Re: Central vs. Distributed Archives

From: Stevan Harnad <>
Date: Thu, 6 Nov 2003 13:42:41 +0000

Yet another piece of evidence has appeared that seems to confirm that
whereas central archiving was historically the way in which self-archiving
began, it is not the fastest or best form for it to grow and spread today:

The Nature headline is (as usual for the press) an exaggeration:

    "Critical comments threaten to open libel floodgate for physics

and so is SciDevNet's:

    "Legal concerns plague open access physics archive"

but the facts seem to be that, across the years, some papers that
contained plagiarism or libel might have found their way into ArXiv's vast
(250,000 papers) and unvetted collection.

I said "unvetted," but of course almost all those papers are
also submitted to peer-reviewed journals, which *do* vet them,
and when there have been any corrections to the unrefereed
preprint, the authors self-archive the refereed postprint too:

So the (tiny) problem of plagiarism and libel is with papers that have
*not* been peer-reviewed.

ArXiv can make an effort to vet its daily submissions for plagiarism or
libel, but at nearly 4000 per month, this would be quite a task:

So the natural conclusions to draw from this seem to be the following:

(1) OAI-interoperability has now made all OAI-compliant archives
equivalent: They can all be harvested and jointly searched. It no
longer makes any difference which archive a paper is actually deposited

(2) Not only are institutions in the best position to vet their own
research output before approving deposits in their own institutional
archives (probably on a departmental basis, optimally)
but this vetting load is much better shouldered in a distributed way,
rather than having one centralized vettor for all of the planet's research
output (in physics, mathematics, or other disciplines).

(3) Having institutional self-archived research output housed in the
institution's own archives also immunizes the archive from external
liabilities (such as plagiarizers from other institutions) but it also
makes it even more clear that -- contrary to what the Nature article
says it is, and perhaps contrary even to what the Physics ArXiv *thinks*
it is -- open-access archives are not *publishers*! They are merely a
means of providing open access to (refereed) publications (as well as
to their precursor unrefereed preprints).

    "Garfield: 'Acknowledged Self-Archiving is Not Prior Publication'"
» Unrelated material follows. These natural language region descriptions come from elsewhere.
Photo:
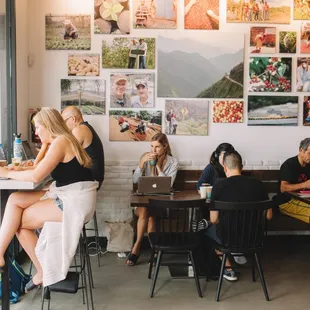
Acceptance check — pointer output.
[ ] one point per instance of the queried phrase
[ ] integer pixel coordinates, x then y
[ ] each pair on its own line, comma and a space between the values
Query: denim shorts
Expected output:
59, 203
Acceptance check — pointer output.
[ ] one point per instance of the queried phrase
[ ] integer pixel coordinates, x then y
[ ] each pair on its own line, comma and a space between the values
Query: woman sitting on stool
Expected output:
68, 164
157, 162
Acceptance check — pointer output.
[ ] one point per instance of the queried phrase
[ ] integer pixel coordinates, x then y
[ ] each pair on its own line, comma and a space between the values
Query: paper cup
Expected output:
203, 192
209, 191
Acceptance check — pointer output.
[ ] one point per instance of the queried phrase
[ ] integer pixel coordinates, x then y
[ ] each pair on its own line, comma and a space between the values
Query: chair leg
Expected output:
158, 261
195, 274
97, 238
253, 269
261, 275
151, 265
219, 285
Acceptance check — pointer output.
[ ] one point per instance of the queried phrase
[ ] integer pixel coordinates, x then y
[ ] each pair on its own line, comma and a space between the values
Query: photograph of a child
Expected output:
263, 40
132, 91
131, 53
128, 125
306, 111
67, 32
160, 14
186, 117
303, 74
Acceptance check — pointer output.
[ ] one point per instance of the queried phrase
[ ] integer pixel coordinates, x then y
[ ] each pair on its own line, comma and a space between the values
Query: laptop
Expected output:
154, 186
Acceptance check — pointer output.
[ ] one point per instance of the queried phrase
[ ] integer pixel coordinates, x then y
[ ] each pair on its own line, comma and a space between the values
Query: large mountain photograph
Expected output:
200, 65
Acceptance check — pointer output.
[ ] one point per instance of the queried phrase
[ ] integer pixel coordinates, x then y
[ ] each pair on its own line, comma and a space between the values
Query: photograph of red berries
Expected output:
270, 74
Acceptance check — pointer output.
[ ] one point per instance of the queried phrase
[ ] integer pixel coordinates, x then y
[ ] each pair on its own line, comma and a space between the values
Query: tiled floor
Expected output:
286, 263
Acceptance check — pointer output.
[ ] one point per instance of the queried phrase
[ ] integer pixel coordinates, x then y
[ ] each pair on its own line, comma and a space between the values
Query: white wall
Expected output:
254, 143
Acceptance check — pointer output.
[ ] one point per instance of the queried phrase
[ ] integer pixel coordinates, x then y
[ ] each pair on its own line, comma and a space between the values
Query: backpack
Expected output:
17, 282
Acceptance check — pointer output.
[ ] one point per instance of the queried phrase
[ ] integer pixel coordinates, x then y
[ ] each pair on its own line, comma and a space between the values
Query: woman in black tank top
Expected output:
67, 162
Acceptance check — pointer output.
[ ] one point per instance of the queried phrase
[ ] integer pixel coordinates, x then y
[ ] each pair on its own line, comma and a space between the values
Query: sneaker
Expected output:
202, 225
241, 260
230, 275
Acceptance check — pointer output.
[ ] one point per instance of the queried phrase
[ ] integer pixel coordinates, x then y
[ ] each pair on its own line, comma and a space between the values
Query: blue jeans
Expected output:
142, 64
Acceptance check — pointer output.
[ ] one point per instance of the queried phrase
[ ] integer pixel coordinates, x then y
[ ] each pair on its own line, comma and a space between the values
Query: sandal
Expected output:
132, 258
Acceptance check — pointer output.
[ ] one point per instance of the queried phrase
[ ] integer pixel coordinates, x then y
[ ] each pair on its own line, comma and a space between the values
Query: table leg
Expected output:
5, 275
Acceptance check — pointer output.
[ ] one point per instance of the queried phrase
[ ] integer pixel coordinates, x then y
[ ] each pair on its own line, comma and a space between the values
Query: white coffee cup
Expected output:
203, 192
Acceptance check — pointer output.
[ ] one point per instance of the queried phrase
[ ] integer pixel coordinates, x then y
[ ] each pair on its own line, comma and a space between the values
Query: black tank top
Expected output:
96, 153
71, 172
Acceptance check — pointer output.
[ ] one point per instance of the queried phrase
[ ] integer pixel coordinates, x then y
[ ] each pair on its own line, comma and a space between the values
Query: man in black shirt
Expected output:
236, 188
295, 176
88, 138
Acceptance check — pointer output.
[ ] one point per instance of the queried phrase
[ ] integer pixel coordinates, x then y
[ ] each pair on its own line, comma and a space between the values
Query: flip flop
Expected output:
133, 258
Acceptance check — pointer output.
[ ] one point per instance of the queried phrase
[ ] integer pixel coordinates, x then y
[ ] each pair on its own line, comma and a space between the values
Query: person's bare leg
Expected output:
141, 229
33, 218
15, 206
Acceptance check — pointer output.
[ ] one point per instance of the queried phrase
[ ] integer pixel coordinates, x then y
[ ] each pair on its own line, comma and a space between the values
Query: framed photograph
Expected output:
228, 111
270, 74
260, 11
132, 90
200, 65
201, 14
287, 42
303, 74
272, 110
88, 95
306, 111
67, 32
83, 64
263, 40
188, 117
131, 53
111, 17
129, 125
155, 14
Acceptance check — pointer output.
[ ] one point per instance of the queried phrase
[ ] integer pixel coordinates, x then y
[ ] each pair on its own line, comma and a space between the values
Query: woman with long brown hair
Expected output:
158, 162
69, 203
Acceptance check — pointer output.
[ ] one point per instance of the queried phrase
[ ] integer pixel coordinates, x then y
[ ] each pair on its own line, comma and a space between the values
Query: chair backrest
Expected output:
174, 219
242, 225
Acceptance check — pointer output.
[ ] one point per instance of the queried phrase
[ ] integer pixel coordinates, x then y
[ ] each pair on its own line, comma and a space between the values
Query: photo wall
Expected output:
206, 69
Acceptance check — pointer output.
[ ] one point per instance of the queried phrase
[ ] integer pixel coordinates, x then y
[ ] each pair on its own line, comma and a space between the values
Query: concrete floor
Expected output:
287, 272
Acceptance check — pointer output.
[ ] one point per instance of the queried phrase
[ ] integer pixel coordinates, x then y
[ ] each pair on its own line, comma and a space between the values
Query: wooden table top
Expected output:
143, 201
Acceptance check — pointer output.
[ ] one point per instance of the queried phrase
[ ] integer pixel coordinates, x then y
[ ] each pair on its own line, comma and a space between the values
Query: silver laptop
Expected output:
154, 186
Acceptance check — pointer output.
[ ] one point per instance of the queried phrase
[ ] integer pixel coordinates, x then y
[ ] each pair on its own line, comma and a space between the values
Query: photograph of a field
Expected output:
287, 41
272, 110
155, 14
228, 111
111, 17
262, 11
186, 117
83, 65
270, 74
129, 125
201, 14
70, 32
88, 95
131, 53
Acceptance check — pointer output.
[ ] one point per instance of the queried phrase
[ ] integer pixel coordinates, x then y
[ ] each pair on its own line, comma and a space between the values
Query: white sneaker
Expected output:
241, 260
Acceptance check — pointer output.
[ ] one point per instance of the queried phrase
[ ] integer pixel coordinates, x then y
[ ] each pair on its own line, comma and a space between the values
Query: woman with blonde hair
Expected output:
158, 162
61, 211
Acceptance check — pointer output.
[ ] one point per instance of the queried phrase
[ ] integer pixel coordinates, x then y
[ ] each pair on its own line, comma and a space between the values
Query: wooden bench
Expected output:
280, 224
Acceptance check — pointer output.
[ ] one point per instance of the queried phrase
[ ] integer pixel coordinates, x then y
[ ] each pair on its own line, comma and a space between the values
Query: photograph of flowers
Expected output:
270, 74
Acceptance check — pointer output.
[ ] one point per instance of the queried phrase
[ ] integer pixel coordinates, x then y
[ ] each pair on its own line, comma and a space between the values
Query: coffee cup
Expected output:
203, 192
209, 191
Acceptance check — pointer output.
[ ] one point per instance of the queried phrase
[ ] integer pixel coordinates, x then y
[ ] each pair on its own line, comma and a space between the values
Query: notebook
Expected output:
154, 186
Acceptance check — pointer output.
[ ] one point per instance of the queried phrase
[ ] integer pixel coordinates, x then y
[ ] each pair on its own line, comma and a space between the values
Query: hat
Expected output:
141, 82
119, 77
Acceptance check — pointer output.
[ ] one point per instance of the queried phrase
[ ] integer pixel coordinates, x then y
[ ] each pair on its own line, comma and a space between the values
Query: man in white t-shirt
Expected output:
142, 57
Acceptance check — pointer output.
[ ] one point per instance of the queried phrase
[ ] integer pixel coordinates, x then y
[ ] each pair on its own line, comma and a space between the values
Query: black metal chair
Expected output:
242, 228
174, 233
70, 285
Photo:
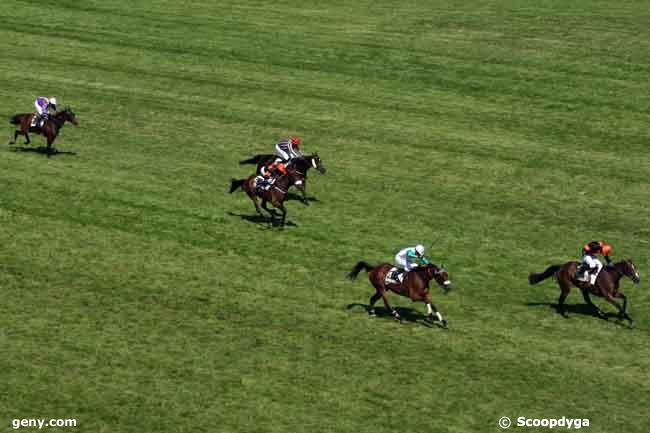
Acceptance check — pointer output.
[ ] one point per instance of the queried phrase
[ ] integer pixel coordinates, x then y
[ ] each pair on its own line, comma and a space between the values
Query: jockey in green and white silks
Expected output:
409, 259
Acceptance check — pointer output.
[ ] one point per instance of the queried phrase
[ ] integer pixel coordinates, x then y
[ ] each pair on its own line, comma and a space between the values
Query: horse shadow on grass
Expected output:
408, 315
261, 220
580, 309
291, 196
42, 150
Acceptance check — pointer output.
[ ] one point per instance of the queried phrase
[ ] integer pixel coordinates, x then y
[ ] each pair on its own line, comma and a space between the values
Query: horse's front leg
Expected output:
599, 312
432, 312
284, 214
303, 189
50, 141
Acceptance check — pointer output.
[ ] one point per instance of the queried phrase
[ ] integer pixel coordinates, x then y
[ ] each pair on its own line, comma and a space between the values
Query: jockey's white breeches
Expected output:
404, 263
592, 262
282, 154
40, 110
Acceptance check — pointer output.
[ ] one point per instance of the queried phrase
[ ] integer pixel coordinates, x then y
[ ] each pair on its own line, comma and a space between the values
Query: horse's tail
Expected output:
15, 119
549, 272
359, 266
254, 160
235, 184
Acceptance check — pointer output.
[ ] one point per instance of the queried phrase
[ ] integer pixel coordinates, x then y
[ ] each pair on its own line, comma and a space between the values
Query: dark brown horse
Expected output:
50, 129
301, 165
414, 286
606, 285
274, 195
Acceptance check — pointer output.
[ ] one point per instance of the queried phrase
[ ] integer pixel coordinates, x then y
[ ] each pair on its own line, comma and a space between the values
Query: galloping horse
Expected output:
50, 129
275, 194
606, 285
300, 164
415, 286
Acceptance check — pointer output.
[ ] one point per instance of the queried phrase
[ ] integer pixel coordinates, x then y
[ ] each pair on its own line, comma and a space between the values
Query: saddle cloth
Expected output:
581, 275
389, 274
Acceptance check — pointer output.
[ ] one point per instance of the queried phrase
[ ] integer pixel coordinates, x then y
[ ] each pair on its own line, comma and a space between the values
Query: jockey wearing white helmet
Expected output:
43, 106
408, 258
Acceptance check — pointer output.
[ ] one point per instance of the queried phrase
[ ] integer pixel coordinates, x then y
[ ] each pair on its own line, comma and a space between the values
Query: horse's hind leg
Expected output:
432, 311
284, 214
371, 306
384, 294
16, 134
561, 307
622, 311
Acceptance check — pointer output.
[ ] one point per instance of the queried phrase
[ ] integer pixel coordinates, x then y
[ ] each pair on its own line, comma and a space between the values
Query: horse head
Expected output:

For those who needed a reminder of it, research's "publish or perish"
mandate is *not* "self-archive or perish"! "Publication" refers to
certification as having met the known peer-review quality standards of
a journal, not to having pressed the click button to self-archive an
unrefereed draft in an open-access archive! That meets the (trivial)
legal definition of "publishing," to be sure -- even hand-writing it
on paper once and showing it to someone does! But it certainly doesn't
meet the definition of what the research community (and promotion/salary
committees, and research-funding councils) means by "publication,"
which is to be certified by a qualified, neutral third-party as having
met its known standards of peer review. At best, the self-archiving
of an unrefereed draft qualifies as vanity-press *self-publication* --
but that is precisely what researchers' institutions and their "publish
or perish" mandates are there in order to *protect* their researchers
from doing! (Or rather, to ensure that they go on to get their papers
properly peer-reviewed and certified as having met the peer-review
standards of the particular journal that accepted the paper.)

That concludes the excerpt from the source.